Indeed Bronson and Merryman do engage the topics in new and illustrative ways with a sound amount of research it, "for the ten topics the book covers, from the link of obesity and lack of sleep to the dangers of educational television, they read a total of 200,000 pages of research journals, but with intense opinions growing on both sides of the discussions, some critics reviewing the book as revolutionary (Rumbelow, 2010) and others declaring it unusable; "The authors write in the acknowledgements that their editors encouraged them to "geek out" with the scientific information. This explains a lot." Concluding; "The authors say they want to encourage us not to raise children "by the book". This, at least, is wise advice. So don't raise them using this book either." (Groskop, 2010:3)
As a result I believe it impertinent that this study explore the gap in research which lacks a common knowledge/agreed upon understanding on the subject of over-praise and I believe it will be very beneficial for the field if the analysis of the data examine any repeating themes concerning the over-praise and lack in progress.

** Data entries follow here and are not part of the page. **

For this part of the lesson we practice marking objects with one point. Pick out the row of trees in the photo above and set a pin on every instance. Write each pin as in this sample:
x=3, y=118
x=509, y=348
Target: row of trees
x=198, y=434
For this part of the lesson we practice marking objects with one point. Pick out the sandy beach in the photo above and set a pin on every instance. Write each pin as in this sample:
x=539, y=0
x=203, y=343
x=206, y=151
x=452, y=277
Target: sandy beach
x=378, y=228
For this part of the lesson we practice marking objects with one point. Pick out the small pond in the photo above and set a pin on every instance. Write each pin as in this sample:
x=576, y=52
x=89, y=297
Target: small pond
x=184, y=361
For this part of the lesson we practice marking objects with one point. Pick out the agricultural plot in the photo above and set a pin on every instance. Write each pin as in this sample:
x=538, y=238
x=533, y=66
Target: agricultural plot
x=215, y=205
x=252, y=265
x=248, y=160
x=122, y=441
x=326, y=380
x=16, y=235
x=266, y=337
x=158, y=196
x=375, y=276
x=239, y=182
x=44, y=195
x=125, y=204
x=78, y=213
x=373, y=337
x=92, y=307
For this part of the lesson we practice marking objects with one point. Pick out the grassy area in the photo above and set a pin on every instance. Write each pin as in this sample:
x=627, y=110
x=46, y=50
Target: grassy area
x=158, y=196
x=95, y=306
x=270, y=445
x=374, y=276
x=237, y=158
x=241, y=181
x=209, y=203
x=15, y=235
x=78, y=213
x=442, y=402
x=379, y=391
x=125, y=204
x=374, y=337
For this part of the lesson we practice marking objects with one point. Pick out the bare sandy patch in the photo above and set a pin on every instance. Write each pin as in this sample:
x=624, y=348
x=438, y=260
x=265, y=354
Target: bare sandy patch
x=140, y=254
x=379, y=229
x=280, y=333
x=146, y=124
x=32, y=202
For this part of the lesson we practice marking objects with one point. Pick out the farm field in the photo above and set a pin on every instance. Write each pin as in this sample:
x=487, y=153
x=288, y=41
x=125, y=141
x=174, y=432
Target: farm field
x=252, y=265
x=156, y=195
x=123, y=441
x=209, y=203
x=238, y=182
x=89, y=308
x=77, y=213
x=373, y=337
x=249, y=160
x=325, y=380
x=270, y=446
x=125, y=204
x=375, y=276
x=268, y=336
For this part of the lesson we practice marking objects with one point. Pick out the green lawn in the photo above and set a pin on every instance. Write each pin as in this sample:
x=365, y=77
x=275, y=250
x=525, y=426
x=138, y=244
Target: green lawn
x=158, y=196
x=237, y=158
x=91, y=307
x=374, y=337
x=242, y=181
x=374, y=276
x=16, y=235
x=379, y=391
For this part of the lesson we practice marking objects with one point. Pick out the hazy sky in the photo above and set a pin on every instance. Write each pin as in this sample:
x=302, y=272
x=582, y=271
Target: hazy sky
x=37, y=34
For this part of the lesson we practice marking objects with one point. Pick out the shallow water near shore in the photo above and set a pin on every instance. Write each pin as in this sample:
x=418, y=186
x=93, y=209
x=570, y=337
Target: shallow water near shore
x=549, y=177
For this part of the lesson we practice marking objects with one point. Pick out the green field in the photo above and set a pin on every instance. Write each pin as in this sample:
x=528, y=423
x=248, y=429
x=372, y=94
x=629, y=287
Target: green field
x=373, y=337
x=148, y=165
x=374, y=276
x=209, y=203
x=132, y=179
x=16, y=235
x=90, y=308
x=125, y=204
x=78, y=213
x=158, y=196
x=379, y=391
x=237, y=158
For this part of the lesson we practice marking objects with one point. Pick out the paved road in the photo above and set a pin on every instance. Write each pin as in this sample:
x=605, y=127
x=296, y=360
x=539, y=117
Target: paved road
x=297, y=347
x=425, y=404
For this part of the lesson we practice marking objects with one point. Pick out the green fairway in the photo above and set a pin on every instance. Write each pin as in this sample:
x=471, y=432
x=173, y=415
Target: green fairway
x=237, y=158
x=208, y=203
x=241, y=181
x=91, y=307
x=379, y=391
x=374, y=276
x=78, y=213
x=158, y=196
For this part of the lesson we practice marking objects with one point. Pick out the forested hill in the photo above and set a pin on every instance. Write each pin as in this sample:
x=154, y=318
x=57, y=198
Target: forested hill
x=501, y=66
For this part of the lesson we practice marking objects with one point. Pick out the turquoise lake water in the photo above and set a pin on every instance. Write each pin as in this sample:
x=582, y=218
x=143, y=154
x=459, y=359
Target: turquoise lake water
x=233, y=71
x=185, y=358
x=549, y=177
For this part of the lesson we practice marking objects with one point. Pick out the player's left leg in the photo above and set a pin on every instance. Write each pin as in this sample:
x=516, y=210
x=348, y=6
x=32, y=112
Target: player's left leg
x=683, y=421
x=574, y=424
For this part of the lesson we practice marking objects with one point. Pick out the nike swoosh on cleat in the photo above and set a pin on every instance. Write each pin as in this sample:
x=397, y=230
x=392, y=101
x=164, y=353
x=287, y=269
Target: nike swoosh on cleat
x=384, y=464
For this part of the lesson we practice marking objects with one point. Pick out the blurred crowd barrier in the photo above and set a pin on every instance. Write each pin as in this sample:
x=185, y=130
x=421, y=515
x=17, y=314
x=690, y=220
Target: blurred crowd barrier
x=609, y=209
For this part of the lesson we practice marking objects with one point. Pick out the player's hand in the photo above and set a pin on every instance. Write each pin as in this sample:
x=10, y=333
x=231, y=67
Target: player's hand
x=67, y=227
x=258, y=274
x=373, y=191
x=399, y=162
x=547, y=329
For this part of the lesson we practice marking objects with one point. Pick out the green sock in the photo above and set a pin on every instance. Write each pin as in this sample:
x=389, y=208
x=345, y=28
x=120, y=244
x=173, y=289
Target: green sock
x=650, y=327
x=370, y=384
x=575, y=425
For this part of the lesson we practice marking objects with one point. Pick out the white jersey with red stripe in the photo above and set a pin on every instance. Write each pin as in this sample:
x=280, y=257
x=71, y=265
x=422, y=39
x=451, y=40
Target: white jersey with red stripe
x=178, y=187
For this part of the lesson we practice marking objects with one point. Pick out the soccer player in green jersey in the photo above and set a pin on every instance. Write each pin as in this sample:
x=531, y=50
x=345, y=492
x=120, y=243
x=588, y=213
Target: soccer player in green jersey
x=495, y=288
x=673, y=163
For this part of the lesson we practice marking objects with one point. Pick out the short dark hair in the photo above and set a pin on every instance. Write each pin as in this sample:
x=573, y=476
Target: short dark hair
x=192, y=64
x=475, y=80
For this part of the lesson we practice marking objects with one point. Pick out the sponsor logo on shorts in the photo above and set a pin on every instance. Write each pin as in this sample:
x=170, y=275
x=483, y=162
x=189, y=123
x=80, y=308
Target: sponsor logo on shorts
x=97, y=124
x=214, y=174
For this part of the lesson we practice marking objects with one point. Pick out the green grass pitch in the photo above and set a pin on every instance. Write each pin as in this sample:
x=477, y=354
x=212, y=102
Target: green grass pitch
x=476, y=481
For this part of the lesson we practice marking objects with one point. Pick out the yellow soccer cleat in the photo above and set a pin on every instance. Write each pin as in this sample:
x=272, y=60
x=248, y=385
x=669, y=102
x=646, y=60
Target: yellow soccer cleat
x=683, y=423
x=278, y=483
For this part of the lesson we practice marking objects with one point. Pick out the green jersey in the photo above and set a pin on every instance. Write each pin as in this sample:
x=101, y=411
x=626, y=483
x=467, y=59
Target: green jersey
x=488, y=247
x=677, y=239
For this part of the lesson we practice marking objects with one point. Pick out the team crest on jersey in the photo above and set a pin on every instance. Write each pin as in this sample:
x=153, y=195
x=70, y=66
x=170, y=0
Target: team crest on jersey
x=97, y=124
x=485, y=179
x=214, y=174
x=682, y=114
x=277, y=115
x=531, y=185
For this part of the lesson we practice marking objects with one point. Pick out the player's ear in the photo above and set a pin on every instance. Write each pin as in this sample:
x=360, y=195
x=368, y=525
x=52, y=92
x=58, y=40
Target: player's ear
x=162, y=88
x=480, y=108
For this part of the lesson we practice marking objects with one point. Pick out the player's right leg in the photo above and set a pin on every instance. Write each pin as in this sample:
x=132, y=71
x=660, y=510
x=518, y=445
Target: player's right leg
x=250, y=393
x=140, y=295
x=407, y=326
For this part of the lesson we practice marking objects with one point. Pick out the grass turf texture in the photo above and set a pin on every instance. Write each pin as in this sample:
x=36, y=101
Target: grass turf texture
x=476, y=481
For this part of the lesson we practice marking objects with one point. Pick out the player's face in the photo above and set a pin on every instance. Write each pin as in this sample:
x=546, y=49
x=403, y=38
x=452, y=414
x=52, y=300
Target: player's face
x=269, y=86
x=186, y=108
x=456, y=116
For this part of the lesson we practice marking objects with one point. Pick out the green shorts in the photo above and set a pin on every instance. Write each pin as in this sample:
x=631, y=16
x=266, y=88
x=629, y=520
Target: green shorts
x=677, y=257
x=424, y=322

Just earlier in this review we briefly touched upon the links between obesity and lack of sleep, discussed as an example of some of the subjects examined in NurtureShock (Bronson & Merryman, 2009). It is unfortunate that my study will not be able to explore this field as I feel there could be a gap in the issues research "Childhood obesity increases the risk of obesity in adulthood, but how parental obesity affects the chances of a child becoming obese adult is unknown" (Whitaker et al, 1997:1), however, my study could potentially examine if there are any links between the children's physiological development and the influences they experience through their parents, but, I must first scrutinize its ethical considerations. As a result I will swiftly move on to the next issue in order to avoid any further unnecessary research.